# Giving it one more try



## Married but not happy (Jan 11, 2014)

I have posted my story before and also asked for success stories for those who are like me and have gone years without true intimacy (over 5 in my case). A few had success in reigniting passion but not many. We have been married for over 20 years and had a passionate and loving marriage for many years. Over 5 years ago my wife just withdrew and I was given no reason. The lack of emotional and physical intimacy has been very painful, to say the least. 

We tried counseling but my wife was always resistant. She is originally from Asia but came here as a teenager. She was emotionally abused by a relative and this is definitely a factor. Part of her resistance to counseling in the past was definitely cultural and the counseling was always short-lived. I have told her I would not continue like this forever and have talked about divorce. She says she loves me and does not want a divorce. Why have I stayed in such a lonely situation? Mainly for family and financial reasons. There have been serious illnesses in close family members and I just did not feel I could handle the stress of divorce. Financially it would have been difficult too. I did not want to make an ultimatum that I was not prepared to follow through on. The kids are now out of the house. Another reason for staying is that I need to determine for myself if I think my wife loves me.
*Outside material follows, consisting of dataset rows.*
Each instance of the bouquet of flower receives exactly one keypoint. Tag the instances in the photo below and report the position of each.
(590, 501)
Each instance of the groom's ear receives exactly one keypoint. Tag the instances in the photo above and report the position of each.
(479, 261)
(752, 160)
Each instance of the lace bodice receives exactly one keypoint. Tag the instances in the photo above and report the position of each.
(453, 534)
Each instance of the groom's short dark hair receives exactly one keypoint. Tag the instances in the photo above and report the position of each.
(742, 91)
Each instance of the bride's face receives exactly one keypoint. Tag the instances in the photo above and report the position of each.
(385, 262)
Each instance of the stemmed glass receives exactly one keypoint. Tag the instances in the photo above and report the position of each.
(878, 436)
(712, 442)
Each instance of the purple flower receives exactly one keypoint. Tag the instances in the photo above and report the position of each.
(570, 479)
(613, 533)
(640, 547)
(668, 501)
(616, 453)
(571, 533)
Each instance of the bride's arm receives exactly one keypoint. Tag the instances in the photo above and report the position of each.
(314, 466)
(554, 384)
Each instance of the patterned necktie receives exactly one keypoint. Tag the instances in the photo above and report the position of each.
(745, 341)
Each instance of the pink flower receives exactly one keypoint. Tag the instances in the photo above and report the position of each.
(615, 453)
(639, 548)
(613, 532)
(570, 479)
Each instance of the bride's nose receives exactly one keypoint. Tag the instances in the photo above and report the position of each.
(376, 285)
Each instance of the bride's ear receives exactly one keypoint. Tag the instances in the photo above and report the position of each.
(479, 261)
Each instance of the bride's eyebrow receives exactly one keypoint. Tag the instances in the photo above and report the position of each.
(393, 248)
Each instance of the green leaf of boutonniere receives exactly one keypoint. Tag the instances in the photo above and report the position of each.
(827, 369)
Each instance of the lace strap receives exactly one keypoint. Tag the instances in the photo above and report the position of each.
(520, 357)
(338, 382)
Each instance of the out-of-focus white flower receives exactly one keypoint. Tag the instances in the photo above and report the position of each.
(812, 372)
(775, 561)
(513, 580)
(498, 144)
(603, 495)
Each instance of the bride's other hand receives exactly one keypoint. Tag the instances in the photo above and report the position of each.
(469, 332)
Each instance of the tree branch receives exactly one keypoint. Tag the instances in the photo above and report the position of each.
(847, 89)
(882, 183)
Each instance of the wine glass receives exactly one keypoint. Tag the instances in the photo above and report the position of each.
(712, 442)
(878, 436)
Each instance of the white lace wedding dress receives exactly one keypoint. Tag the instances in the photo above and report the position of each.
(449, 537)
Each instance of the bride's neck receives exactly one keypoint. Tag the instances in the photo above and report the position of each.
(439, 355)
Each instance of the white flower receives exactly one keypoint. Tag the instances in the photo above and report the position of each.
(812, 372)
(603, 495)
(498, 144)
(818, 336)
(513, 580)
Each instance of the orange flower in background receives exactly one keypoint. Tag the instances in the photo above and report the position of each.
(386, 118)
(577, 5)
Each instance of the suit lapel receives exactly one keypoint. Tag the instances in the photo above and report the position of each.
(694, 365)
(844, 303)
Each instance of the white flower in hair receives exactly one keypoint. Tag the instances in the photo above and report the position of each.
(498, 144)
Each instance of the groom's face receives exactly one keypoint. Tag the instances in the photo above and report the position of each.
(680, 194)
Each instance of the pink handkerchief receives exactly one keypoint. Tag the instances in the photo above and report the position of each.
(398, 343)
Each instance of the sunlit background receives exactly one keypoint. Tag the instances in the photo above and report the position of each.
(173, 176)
To that end, I asked her to go to counseling again. This will be the last time. If there is no progress, it will be time for us to separate and find happiness elsewhere. My wife agreed to counseling with no hesitation, a good sign. In the past, she seemed to act as if the lack of intimacy was no problem, even a normal part of couples getting older. I told her that I definitely don't see it that way and I don't feel we have a normal or healthy marriage. I think she now sees that the lack of closeness is very unhealthy.

I did some homework this time. I found a male therapist (which my wife prefers) and one who is Gottman certified. I have read some of John Gottman's books and find his approach to marriage counseling the most sensible of anything I have seen and backed up with research. We went to one session and it was good. My wife was more open and less resistant than I have ever seen her. 

I will not get my hopes up. I am cautiously optimistic, that is all. But I also have fears. Even if my wife agrees to intimacy again (something I must have to feel closeness and love), will I be able to feel close to her again after so much rejection? Can I be a good lover like I was before? The pain of seeing your partner drift away has been like nothing I have ever experienced before. When you have invested so much in a person, you want to give it every shot to make it work. But that has to be balanced with the need for happiness and fulfillment. I have been anything but happy for all these years. 

I am not looking for immediate results from counseling but progress needs to be made. I like the counselor and my wife does too. But it is going to take a lot of hard work. Ultimately, it will only work if both partners are committed. I think that is the key ingredient to any success story.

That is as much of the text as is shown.